FIELD OF THE INVENTION

The field of this invention relates to an integrated circuit device and a method for calculating a predicate value.

BACKGROUND OF THE INVENTION

In the field of computer architecture design, it is known for branch predication to be used for mitigating the processing costs that are typically associated with conditional branches of software code, in particular branches to short sections of code. Branch predication is achieved by allowing each instruction to conditionally either perform an operation or do nothing. With branch predication, each instruction is associated with a predicate and will only be executed if the predicate is ‘true’. In this manner all possible branch paths may be followed within the processing pipeline, with the ‘correct’ path being ‘kept’ (executed) and all other paths being discarded based on the predicate values. The main purpose of predication is to avoid jumps over small sections of program code, thereby increasing the effectiveness of pipelined execution and avoiding problems with caching. In addition, functions that are traditionally computed using simple arithmetic and bitwise operations may be quicker to compute using predicated instructions. Furthermore, predicated instructions with different predicates can be combined with unconditional code, thereby allowing better instruction scheduling and, thus, better performance. Further still, predication enables elimination of unnecessary branch instructions, thereby making the execution of unnecessary branches, such as those that make up loops, faster by lessening the load on branch prediction mechanisms.
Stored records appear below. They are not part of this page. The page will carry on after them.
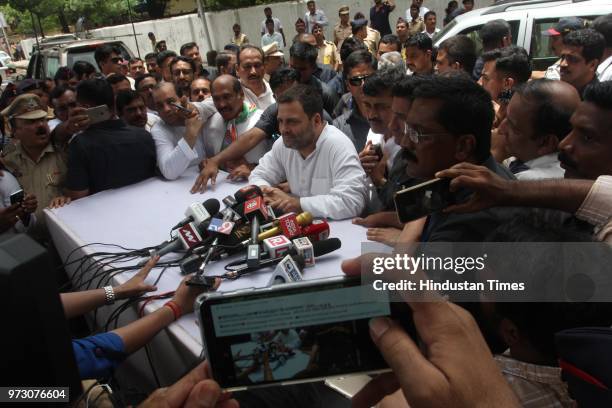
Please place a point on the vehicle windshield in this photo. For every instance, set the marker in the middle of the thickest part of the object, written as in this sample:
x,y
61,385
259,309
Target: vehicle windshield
x,y
443,31
86,53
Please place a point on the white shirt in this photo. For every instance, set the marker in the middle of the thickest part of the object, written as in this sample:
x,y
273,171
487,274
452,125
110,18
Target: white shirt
x,y
604,70
174,155
262,101
432,34
277,25
330,181
390,148
543,167
268,39
216,128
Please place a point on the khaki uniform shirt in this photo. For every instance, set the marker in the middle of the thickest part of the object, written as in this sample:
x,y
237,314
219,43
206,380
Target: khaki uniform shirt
x,y
327,54
43,178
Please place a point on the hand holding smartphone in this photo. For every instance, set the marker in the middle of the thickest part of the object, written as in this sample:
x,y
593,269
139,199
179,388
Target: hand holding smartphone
x,y
423,199
294,333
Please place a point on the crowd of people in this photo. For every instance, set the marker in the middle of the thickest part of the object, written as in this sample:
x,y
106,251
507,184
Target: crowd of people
x,y
337,130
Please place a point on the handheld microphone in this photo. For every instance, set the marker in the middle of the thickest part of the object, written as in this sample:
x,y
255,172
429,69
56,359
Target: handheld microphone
x,y
304,218
289,269
318,230
255,211
199,212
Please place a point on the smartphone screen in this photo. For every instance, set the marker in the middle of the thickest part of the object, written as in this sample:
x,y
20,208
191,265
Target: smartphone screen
x,y
16,197
295,335
98,114
423,199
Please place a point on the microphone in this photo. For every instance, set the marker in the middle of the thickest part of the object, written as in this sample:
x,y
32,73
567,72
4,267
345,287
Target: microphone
x,y
318,230
199,212
188,236
319,248
254,211
289,269
304,218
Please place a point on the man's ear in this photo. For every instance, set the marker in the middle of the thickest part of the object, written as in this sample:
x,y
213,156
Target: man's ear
x,y
465,148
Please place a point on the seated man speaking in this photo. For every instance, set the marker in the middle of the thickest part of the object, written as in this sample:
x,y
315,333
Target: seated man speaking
x,y
318,161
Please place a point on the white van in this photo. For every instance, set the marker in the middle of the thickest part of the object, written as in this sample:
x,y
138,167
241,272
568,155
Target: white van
x,y
527,19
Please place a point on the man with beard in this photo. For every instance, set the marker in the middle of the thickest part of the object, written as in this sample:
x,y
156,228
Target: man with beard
x,y
318,161
131,109
178,136
183,70
584,154
38,162
233,118
580,56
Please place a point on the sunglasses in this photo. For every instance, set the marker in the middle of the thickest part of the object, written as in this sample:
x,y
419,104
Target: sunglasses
x,y
358,80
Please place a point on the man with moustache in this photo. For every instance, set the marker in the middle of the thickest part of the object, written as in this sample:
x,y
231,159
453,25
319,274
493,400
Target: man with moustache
x,y
584,155
448,120
131,109
234,117
178,136
581,54
183,70
38,162
318,161
199,90
251,71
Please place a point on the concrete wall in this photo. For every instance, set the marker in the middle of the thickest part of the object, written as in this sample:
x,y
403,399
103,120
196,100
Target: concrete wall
x,y
182,29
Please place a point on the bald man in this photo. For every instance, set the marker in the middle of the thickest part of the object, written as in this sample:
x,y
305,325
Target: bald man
x,y
537,119
178,136
234,117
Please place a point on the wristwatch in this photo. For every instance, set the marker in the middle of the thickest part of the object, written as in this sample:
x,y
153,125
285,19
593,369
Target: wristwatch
x,y
109,294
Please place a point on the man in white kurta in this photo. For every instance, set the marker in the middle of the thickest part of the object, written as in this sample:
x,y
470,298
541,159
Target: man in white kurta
x,y
318,161
179,139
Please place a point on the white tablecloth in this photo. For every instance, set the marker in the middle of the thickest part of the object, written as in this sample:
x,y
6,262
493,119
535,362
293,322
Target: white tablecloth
x,y
141,215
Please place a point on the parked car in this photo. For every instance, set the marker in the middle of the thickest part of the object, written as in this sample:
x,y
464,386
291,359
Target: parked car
x,y
527,19
44,62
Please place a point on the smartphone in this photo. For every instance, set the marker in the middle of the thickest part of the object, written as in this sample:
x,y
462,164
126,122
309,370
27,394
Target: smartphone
x,y
180,107
17,197
423,199
98,114
294,332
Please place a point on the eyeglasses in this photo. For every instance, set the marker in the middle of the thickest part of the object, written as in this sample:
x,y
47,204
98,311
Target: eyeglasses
x,y
416,137
358,80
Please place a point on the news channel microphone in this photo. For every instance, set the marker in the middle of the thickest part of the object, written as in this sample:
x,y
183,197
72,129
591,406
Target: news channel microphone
x,y
199,212
302,219
289,269
255,212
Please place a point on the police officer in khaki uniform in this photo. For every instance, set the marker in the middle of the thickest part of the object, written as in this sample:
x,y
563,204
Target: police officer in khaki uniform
x,y
37,162
327,49
342,30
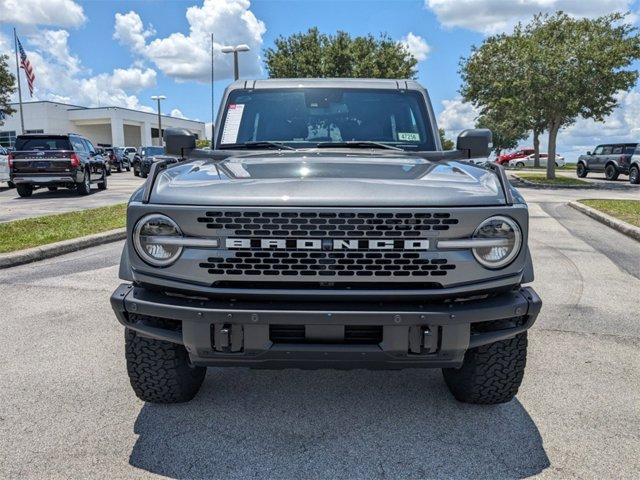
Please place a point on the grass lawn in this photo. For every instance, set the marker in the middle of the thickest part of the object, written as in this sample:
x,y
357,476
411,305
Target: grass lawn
x,y
540,178
625,210
33,232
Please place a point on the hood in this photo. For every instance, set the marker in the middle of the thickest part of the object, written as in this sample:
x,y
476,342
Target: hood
x,y
327,178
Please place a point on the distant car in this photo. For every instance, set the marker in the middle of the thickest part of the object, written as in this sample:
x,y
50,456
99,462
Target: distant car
x,y
118,159
130,152
144,158
529,161
634,167
53,161
612,159
4,166
521,153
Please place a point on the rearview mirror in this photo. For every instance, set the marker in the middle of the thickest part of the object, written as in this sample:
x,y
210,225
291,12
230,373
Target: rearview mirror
x,y
179,141
476,142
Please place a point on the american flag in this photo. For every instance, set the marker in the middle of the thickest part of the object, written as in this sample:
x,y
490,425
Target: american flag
x,y
25,64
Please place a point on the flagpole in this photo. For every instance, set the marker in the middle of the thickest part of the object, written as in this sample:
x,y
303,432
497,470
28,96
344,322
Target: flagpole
x,y
213,106
15,43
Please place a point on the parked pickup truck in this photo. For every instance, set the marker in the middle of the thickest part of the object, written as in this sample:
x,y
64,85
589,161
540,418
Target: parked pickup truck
x,y
327,229
53,161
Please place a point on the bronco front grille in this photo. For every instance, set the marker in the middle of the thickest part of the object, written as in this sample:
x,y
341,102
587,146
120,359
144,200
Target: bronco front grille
x,y
327,224
341,264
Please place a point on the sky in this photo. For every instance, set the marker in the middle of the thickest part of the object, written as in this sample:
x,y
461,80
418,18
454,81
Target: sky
x,y
119,53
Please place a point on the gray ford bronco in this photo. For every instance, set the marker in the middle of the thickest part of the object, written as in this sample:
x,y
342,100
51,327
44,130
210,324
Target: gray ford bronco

Predicates are also used to control conditional execution of instructions, and as such their respective conditions are required to be calculated in order for the predicate values to be set. Complex conditions require calculating complex Boolean functions. Typically, such calculations are performed over several cycles. For example, performing such complex calculations may comprise moving predicate registers to general purpose registers and using the CPU's (Central Processing Unit's) execution units to perform the calculations before moving the results back to the predicate registers. Alternatively, the CPU may provide a predetermined set of Boolean operations that may be performed directly on the contents of the predicate registers.

Applications are becoming increasingly more demanding in their requirements for the efficiency of processing devices, such as CPUs and the like, to execute application program code. Accordingly, there is an increasing need for CPUs and the like to minimise the number of cycles required to execute instructions, including in the case of branch predication minimizing the number of cycles required to perform conditional calculations and/or the number of predicates used, which can accelerate control code performance.

SUMMARY OF THE INVENTION

The present invention provides an integrated circuit device and a method for calculating a predicate value as described in the accompanying claims.

Specific embodiments of the invention are set forth in the dependent claims.

These and other aspects of the invention will be apparent from and elucidated with reference to the embodiments described hereinafter.

BRIEF DESCRIPTION OF THE DRAWINGS

Further details, aspects and embodiments of the invention will be described, by way of example only, with reference to the drawings. In the drawings, like reference numbers are used to identify like or functionally similar elements. Elements in the figures are illustrated for simplicity and clarity and have not necessarily been drawn to scale.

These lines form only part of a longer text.